Let $X, Y$ be two topological spaces. If group $G$ acts on $X$ and $f:X\to Y$ is a $G$-invariant continuous map,i.e., $f\circ g=f$, why does it induce a homeomorphism between the quotient space of $X$ by $G$ and $Y$, that is,
$$X/G\cong Y ?$$
Could you give me some help with details? Thanks a lot.
This obviously cannot be true when $f$ is not surjective. But even if it is, it still isn't true.
Consider the singleton $Y=\{*\}$. Then any $f:X\to Y$ (and by "any" I mean the single possible choice) is $G$-invariant, regardless of what $X$, $G$ and the action are. And so, if $G$ doesn't act transitively on $X$ (i.e. $X/G$ has at least two elements), then $X/G$ cannot be homeomorphic to $Y$.

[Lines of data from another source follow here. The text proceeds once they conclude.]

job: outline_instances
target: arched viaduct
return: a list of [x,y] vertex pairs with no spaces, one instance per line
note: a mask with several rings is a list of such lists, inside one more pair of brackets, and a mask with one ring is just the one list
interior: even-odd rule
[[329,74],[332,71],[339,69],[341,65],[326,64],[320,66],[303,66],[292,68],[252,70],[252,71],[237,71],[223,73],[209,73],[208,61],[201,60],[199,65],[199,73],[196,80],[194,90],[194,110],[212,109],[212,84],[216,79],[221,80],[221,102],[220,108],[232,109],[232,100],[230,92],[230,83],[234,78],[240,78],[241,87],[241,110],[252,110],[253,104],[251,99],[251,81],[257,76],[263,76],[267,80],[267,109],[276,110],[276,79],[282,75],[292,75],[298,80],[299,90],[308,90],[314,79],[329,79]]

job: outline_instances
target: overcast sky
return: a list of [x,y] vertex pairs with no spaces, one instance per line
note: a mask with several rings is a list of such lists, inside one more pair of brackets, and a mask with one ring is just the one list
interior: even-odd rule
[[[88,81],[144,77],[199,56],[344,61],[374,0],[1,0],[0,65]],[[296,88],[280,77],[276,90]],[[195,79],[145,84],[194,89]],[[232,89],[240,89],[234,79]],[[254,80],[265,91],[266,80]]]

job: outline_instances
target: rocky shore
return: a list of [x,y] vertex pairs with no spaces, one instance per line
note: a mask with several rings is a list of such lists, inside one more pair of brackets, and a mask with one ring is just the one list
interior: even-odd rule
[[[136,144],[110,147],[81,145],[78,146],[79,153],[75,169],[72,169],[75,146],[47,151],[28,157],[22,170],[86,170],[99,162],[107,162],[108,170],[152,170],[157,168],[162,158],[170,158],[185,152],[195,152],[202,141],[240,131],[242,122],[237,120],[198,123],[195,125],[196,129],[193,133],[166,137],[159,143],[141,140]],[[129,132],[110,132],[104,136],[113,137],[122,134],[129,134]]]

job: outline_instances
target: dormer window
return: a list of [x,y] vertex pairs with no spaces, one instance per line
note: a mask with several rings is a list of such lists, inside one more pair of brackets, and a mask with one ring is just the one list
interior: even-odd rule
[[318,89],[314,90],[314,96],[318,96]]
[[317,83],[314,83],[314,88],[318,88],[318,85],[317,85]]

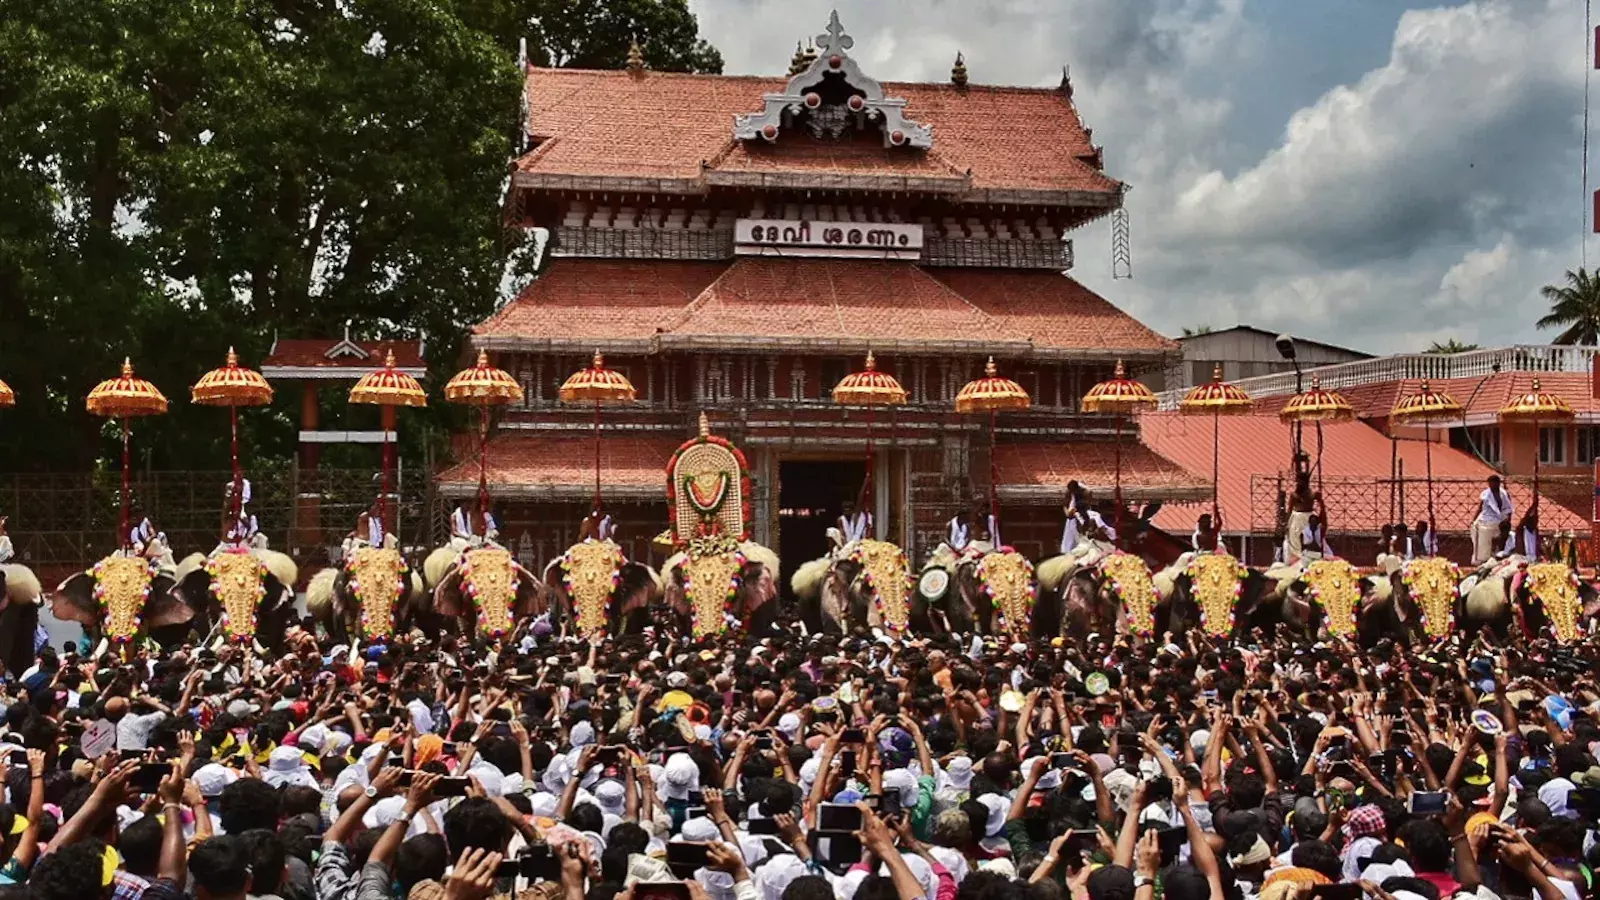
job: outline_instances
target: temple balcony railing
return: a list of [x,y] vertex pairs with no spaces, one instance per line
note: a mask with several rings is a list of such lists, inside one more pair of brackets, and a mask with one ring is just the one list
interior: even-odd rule
[[[1311,376],[1315,375],[1323,387],[1339,389],[1422,378],[1433,381],[1483,378],[1496,372],[1587,373],[1596,353],[1600,353],[1600,347],[1558,344],[1515,344],[1464,353],[1398,353],[1304,369],[1300,377],[1303,386],[1309,385]],[[1295,393],[1294,372],[1241,378],[1234,383],[1252,397],[1280,397]],[[1185,393],[1187,389],[1162,392],[1158,395],[1161,408],[1176,409]]]
[[1039,238],[946,238],[923,241],[923,265],[995,269],[1072,268],[1072,241]]
[[[557,258],[731,260],[730,229],[602,228],[560,225],[550,229],[550,255]],[[928,266],[1065,271],[1073,266],[1072,241],[1060,238],[935,237],[923,242],[918,259]]]

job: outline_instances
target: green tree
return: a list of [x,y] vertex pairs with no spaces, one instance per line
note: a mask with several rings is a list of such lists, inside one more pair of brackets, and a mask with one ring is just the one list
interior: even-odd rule
[[1466,353],[1469,350],[1482,349],[1477,344],[1463,344],[1455,338],[1448,341],[1434,341],[1428,345],[1428,353]]
[[701,39],[688,0],[509,0],[507,34],[528,39],[535,65],[620,69],[637,40],[660,72],[722,71],[722,54]]
[[1600,278],[1583,268],[1567,270],[1566,284],[1547,284],[1539,294],[1550,301],[1540,328],[1560,328],[1557,344],[1600,344]]
[[1197,337],[1197,336],[1202,335],[1202,334],[1210,334],[1210,333],[1211,333],[1211,326],[1210,325],[1185,325],[1185,326],[1183,326],[1183,336],[1184,337]]

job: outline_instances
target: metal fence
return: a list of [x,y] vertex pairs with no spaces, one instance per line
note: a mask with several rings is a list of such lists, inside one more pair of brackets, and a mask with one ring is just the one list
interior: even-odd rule
[[[380,489],[374,473],[363,469],[257,463],[248,477],[250,512],[271,546],[312,563],[327,561],[328,549],[355,528]],[[141,472],[132,496],[182,557],[217,545],[231,479],[226,471]],[[53,577],[115,550],[121,483],[117,471],[0,475],[0,515],[9,518],[6,532],[17,561]],[[436,543],[442,518],[430,479],[400,471],[391,491],[389,530],[407,545]]]

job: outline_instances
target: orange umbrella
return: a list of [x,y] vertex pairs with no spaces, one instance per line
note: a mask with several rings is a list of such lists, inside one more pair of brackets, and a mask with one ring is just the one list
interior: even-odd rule
[[[395,408],[400,406],[427,406],[428,392],[415,378],[394,367],[394,351],[383,359],[383,368],[361,376],[350,389],[351,403]],[[389,511],[389,469],[393,464],[393,450],[389,446],[389,426],[383,425],[383,493],[378,495],[378,533],[388,534],[385,521]]]
[[1117,504],[1116,528],[1119,540],[1122,537],[1122,417],[1155,409],[1159,405],[1160,401],[1148,387],[1127,377],[1120,359],[1117,360],[1116,371],[1112,373],[1109,381],[1100,382],[1089,388],[1089,393],[1083,395],[1084,412],[1108,413],[1117,417],[1117,437],[1116,443],[1112,445],[1112,452],[1116,459],[1116,487],[1113,491]]
[[272,385],[260,372],[239,365],[239,354],[228,348],[228,361],[220,369],[212,369],[200,376],[189,390],[189,399],[202,406],[226,406],[228,427],[232,432],[231,456],[233,460],[233,521],[239,521],[240,503],[243,501],[239,471],[239,407],[266,406],[272,402]]
[[996,521],[1000,518],[1000,507],[995,501],[994,488],[1000,480],[1000,466],[995,461],[995,414],[1006,409],[1027,409],[1032,405],[1033,398],[1022,389],[1022,385],[1000,377],[992,356],[983,367],[983,377],[967,382],[956,393],[956,412],[989,414],[989,515]]
[[444,386],[444,398],[478,408],[478,524],[489,510],[489,407],[522,402],[522,385],[504,369],[489,365],[489,354],[478,351],[478,362],[457,372]]
[[618,403],[632,403],[637,394],[628,376],[615,369],[606,368],[606,358],[594,352],[594,362],[587,369],[573,372],[561,384],[562,403],[594,404],[594,508],[600,509],[600,407]]
[[1433,529],[1433,434],[1435,424],[1454,422],[1461,418],[1461,404],[1444,391],[1435,391],[1428,388],[1428,379],[1422,379],[1422,386],[1415,394],[1408,394],[1395,401],[1394,408],[1389,410],[1389,421],[1396,425],[1421,425],[1422,426],[1422,454],[1427,465],[1428,475],[1428,529]]
[[133,427],[128,420],[134,416],[159,416],[167,411],[167,398],[155,385],[133,374],[133,363],[122,360],[122,374],[95,385],[85,398],[84,405],[90,415],[116,418],[122,421],[122,533],[117,541],[127,546],[128,540],[128,478],[133,471],[133,459],[128,452],[128,439]]
[[[1322,423],[1323,422],[1348,422],[1356,417],[1355,407],[1338,391],[1324,390],[1322,380],[1311,376],[1311,388],[1289,398],[1278,410],[1278,418],[1283,422],[1293,422],[1298,428],[1302,423],[1314,422],[1317,426],[1317,492],[1321,493],[1322,482]],[[1299,432],[1295,437],[1295,450],[1300,450]],[[1296,460],[1295,465],[1299,465]]]
[[[1577,418],[1572,405],[1561,399],[1560,395],[1552,394],[1539,386],[1539,379],[1533,379],[1533,388],[1525,394],[1512,397],[1511,401],[1500,408],[1499,419],[1503,424],[1518,422],[1531,422],[1533,424],[1533,438],[1539,439],[1539,423],[1541,422],[1571,422]],[[1533,454],[1533,511],[1539,512],[1539,454]]]
[[872,351],[867,351],[867,367],[860,372],[851,372],[839,379],[833,387],[833,402],[847,406],[865,406],[867,408],[867,477],[861,485],[861,493],[867,503],[872,502],[872,415],[880,406],[901,406],[906,402],[906,389],[900,382],[887,372],[878,371],[878,362],[873,359]]
[[1244,388],[1222,380],[1222,363],[1211,371],[1211,380],[1189,389],[1178,403],[1178,413],[1185,416],[1211,417],[1211,516],[1221,518],[1217,503],[1217,484],[1222,474],[1222,417],[1249,413],[1255,401]]
[[17,405],[17,395],[12,392],[11,385],[0,381],[0,408]]

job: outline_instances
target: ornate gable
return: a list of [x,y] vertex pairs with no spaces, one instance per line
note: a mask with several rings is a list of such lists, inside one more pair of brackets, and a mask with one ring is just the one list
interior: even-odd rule
[[885,147],[931,148],[933,127],[907,119],[903,98],[884,96],[883,85],[863,74],[847,52],[854,45],[835,10],[828,30],[817,35],[816,58],[782,92],[763,94],[760,112],[735,116],[734,139],[776,141],[785,128],[805,128],[820,139],[839,138],[872,123],[882,129]]

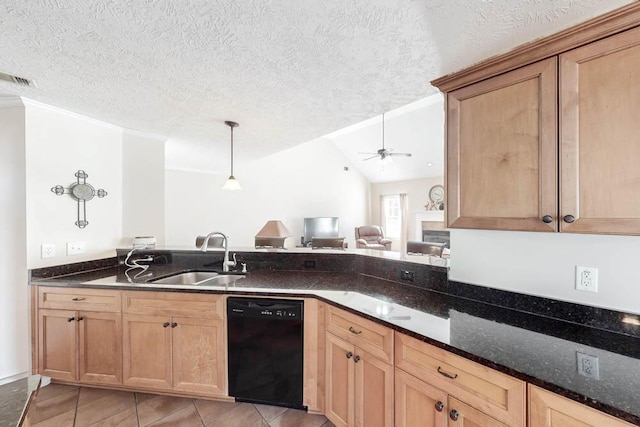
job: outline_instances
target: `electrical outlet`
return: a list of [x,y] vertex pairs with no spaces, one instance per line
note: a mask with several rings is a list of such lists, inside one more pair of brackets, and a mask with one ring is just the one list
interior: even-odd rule
[[316,262],[315,260],[305,260],[304,261],[304,268],[316,268]]
[[600,369],[598,366],[598,356],[576,351],[576,365],[578,374],[593,380],[600,379]]
[[598,292],[598,269],[576,265],[576,289]]
[[54,258],[56,256],[56,245],[53,243],[43,243],[40,246],[40,258]]
[[406,280],[407,282],[413,282],[415,278],[415,272],[410,270],[400,270],[400,279]]
[[67,255],[79,255],[84,253],[84,242],[67,242]]

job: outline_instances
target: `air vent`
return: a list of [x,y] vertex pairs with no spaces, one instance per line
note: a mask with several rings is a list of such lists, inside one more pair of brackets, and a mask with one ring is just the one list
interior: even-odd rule
[[33,80],[25,79],[24,77],[18,77],[7,73],[0,73],[0,80],[27,87],[35,87],[36,85]]

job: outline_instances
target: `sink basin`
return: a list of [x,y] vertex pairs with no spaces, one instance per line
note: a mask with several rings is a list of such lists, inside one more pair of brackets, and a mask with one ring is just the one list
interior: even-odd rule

Another counterexample is $Y=X/G$ but we put a coarser, non-homeomorphic topology on $Y$. In particular if $X/G$ is not anti-discrete, then we can consider $Y=X/G$ with antidiscrete topology. Then the projection $f:X\to Y$ provides a counterexample.
You've mentioned in the comments orbifolds. In orbifolds it is assumed that the induced map $$X/G\to Y$$ $$[x]\mapsto f(x)$$ is a homeomorphism. It is an additional condition and it doesn't follow from other conditions.